6 Collocation
Major Concepts
- Collocation and Co-occurrence
- Frequency and relative frequency
- Probabilistic properties of language
6.1 Quantities in corpora
In some sense Corpus Linguistics is really simple since it is largely focused on one basic indicator: frequency of occurrence. All annotations, such as lemma, pos, text type, etc. are ultimately measured in counts. There are hardly any other types of indicators, such as temperature, color, velocity, or volume. Even word and sentence lengths, are fundamentally also counts (of characters/phonemes, or tokens/words).
This simplicity, however, comes at a cost. Namely the interpretation is rarely straightforward. We’ve talked about how ratios become important if you are working with differently sized samples. I use sample here very broadly. You can think of different corpora as different samples, but even within the same corpus, it depends on what you look at. Let’s assume we were investigating the use of the amplifier adverb utterly. As a first exploration, we might be interested whether there are some obvious differences between British and American usage. For the British corpus, let’s take the BNC (The BNC Consortium 2007), and for the American corpus the COCA (Davies 2008).
> cqp
BNC; utterly = "utterly" %c
COCA-S; utterly = "utterly" %c
size BNC:utterly; size COCA-S:utterly
...
1204
4300
The American sample returns more matches. Does that mean it is more common? No! The American sample is also about 5 times larger. We need to account for the different sizes by normalizing the counts. The simplest way to achieve that is by calculating a simple ratio, or relative frequency.

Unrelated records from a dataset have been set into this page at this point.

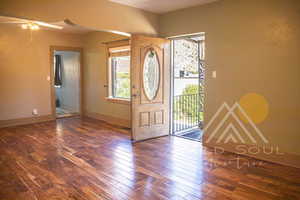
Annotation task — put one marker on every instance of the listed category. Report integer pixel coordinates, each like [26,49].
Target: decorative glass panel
[151,74]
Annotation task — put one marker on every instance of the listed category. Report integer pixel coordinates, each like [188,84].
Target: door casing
[53,95]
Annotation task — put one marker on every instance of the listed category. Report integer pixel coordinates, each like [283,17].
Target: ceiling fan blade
[47,25]
[16,22]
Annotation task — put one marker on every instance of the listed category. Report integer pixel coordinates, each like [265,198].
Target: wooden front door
[150,87]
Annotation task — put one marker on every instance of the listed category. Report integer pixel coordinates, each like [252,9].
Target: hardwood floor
[84,159]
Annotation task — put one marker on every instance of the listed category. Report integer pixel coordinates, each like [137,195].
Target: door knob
[134,95]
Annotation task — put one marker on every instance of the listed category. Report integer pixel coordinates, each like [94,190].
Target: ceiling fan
[28,24]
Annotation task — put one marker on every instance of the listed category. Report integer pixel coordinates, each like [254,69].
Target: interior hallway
[77,158]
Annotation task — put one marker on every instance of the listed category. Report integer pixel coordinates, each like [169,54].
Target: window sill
[118,100]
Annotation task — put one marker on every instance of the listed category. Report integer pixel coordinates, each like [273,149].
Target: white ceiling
[162,6]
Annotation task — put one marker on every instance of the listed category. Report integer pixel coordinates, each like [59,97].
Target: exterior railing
[187,111]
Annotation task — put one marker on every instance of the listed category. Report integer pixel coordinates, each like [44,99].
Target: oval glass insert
[151,74]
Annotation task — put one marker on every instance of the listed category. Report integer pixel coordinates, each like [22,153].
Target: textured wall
[24,69]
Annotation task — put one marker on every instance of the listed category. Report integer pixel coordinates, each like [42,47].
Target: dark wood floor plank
[86,159]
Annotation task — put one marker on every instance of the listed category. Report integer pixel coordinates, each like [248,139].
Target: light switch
[214,74]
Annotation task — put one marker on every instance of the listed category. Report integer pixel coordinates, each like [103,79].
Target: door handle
[135,95]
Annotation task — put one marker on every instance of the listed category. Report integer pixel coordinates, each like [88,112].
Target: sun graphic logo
[237,123]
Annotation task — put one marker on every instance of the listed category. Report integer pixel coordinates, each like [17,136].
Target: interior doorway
[66,81]
[188,54]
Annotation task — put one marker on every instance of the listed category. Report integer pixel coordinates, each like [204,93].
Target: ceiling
[162,6]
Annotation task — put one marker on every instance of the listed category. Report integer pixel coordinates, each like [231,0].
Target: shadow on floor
[195,134]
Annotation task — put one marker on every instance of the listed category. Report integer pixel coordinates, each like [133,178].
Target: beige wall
[97,14]
[24,68]
[254,47]
[95,77]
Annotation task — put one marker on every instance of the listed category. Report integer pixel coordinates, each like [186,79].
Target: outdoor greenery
[122,85]
[186,105]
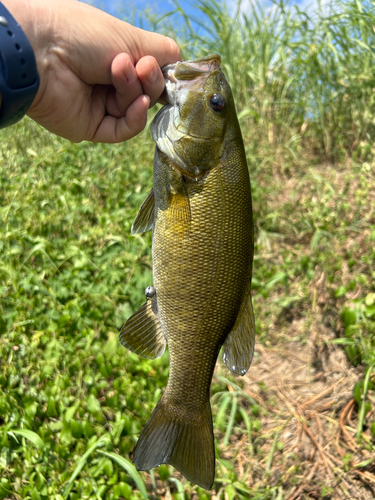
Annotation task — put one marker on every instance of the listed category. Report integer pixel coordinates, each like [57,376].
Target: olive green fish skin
[202,253]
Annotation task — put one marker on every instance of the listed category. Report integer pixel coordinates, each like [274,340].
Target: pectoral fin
[145,217]
[239,345]
[142,332]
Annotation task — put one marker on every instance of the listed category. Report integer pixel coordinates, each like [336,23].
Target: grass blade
[100,442]
[129,468]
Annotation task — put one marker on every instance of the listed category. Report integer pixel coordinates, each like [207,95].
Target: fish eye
[217,103]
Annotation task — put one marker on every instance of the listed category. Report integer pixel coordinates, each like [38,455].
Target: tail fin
[184,440]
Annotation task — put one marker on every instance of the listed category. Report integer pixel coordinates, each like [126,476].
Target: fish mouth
[187,71]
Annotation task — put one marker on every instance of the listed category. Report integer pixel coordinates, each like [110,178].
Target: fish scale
[202,250]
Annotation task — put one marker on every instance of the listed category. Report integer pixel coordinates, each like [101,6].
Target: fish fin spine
[142,333]
[182,439]
[144,219]
[239,346]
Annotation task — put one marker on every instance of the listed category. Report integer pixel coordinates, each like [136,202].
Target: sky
[121,8]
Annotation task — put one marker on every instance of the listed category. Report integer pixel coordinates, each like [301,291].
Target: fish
[200,212]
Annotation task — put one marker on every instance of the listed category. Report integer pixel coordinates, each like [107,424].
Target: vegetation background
[301,423]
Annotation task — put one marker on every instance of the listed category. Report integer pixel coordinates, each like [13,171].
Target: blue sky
[120,8]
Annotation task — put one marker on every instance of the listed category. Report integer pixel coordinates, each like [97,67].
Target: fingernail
[153,75]
[129,72]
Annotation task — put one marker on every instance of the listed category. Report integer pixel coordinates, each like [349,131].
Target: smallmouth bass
[202,250]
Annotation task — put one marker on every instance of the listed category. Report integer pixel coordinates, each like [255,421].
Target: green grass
[72,401]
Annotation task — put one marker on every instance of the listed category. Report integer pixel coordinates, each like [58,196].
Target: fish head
[191,129]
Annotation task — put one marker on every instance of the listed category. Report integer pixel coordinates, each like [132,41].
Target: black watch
[19,78]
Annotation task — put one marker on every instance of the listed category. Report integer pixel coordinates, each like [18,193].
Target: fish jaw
[187,130]
[188,75]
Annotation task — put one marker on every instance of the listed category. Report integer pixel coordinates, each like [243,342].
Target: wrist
[19,79]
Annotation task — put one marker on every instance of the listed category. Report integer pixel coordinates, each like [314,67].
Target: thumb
[146,43]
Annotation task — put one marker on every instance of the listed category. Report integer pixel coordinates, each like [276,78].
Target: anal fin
[239,345]
[142,332]
[145,217]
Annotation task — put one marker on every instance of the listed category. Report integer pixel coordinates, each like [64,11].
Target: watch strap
[19,78]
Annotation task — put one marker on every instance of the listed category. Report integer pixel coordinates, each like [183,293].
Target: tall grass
[296,75]
[72,401]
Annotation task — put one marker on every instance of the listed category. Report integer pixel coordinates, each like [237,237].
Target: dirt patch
[307,392]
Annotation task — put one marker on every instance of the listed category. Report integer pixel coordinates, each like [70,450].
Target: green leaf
[30,435]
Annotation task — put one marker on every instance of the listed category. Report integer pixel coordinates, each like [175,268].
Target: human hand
[98,75]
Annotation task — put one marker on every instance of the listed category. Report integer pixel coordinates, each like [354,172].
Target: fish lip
[183,72]
[191,69]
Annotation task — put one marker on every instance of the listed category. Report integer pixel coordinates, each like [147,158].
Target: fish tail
[181,438]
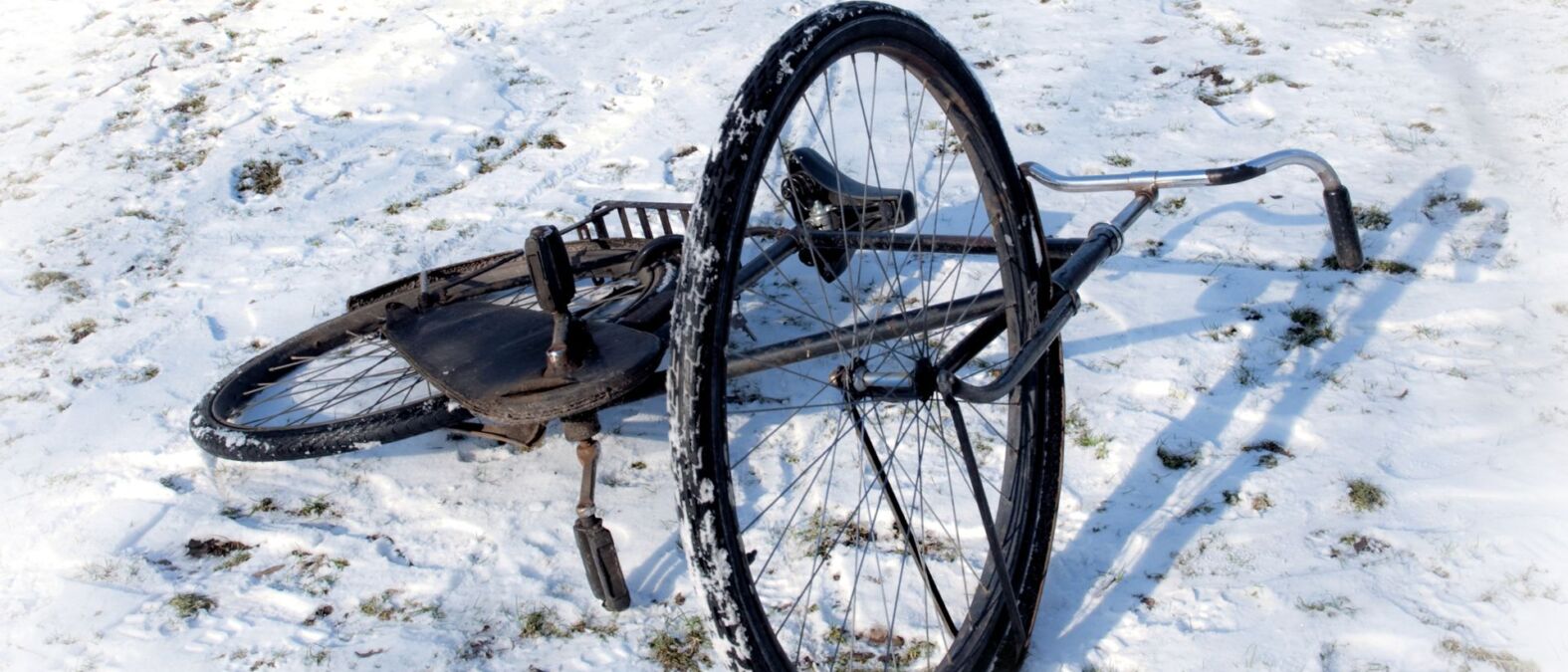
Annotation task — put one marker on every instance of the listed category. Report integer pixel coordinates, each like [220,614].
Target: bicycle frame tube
[1104,240]
[1074,260]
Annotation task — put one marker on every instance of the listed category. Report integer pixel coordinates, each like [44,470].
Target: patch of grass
[1308,328]
[546,624]
[1355,544]
[82,330]
[190,603]
[1390,267]
[1270,453]
[213,547]
[316,572]
[681,646]
[822,532]
[1365,495]
[1371,216]
[387,606]
[1216,334]
[1499,660]
[1262,502]
[1245,374]
[1376,265]
[314,508]
[1084,436]
[259,176]
[191,106]
[1202,510]
[1177,459]
[1330,606]
[540,624]
[234,561]
[1172,205]
[38,281]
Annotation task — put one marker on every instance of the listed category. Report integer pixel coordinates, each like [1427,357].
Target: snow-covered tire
[701,328]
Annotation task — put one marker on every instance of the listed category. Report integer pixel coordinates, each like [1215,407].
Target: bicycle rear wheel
[837,532]
[340,385]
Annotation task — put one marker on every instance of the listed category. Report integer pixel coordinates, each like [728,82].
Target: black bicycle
[856,328]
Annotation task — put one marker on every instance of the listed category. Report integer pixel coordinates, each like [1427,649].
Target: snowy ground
[135,275]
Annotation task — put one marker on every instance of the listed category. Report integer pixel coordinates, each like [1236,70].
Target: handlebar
[1336,199]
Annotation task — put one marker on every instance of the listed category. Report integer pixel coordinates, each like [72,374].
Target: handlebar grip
[1342,224]
[550,270]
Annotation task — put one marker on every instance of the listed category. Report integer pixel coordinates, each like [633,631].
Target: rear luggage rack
[604,215]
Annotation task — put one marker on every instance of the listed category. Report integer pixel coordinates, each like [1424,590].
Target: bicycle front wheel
[825,530]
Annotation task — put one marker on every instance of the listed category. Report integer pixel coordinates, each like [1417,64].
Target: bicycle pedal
[601,562]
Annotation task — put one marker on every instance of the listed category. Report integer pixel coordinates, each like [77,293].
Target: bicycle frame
[1074,259]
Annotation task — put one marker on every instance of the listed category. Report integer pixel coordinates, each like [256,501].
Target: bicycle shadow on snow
[1123,549]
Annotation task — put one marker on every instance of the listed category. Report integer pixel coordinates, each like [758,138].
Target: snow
[1442,387]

- \(\frac{1248}{112156361} = 0.0000111\)
- \(\frac{4401}{542341719} = 0.0000081\)
Now we can see that utterly actually scores higher in the British sample. We can make those small numbers a bit prettier by turning them into occurrences per hundred a.k.a percentages, which gives us 0.00107% and 0.00079%. That’s still not intuitive so let’s move the decimal point all the way into intuitive territory by taking it per million. utterly occurs 11.1 times per million words in the British sample and 8.1 times in the American sample.
Now how about the nouns utterly co-occurs with. To keep it simple, let’s focus on the British data.
BNC
count utterly by word on match[1]
...
34 and [#91-#124]
28 . [#20-#47]
27 different [#408-#434]
20 , [#0-#19]
13 at [#142-#154]
13 ridiculous [#929-#941]
11 impossible [#645-#655]
11 without [#1207-#1217]
10 miserable [#772-#781]
10 opposed [#820-#829]
The two most frequently co-occurring adjectives are different and ridiculous. However, different is more than twice as frequent. Does that mean it is more strongly associated? No! The adjective different is itself also much more frequent than ridiculous (~47500 vs 1777).
6.2 Perception of quantities
Relative frequency and other ratios are not only interesting when you need to adjust for different sized samples. Human perception is also based on ratios, not absolute values. In some sense our brains also treat experiences on a sample-wise basis. Of course, you would not normally speak of experience as coming in samples, but remember the ideas of contiguity and similarity. We know that some of the structure in memory, therefore, structure in language, comes from spatially and temporally contiguous experiences, and/or the degree of similarity to earlier experiences. But of course we don’t remember every word and every phrase in the same way. Repetition and exposure to a specific structure play a key role. Now that we have a little experience with assessing what is relatively frequent in linguistic data, we should start thinking about what is frequent in our perception. An observation that has repeatedly been made in experiments is that absolute differences in the frequency of stimuli become exponentially less informative. This is captured by the Weber-Fechner law.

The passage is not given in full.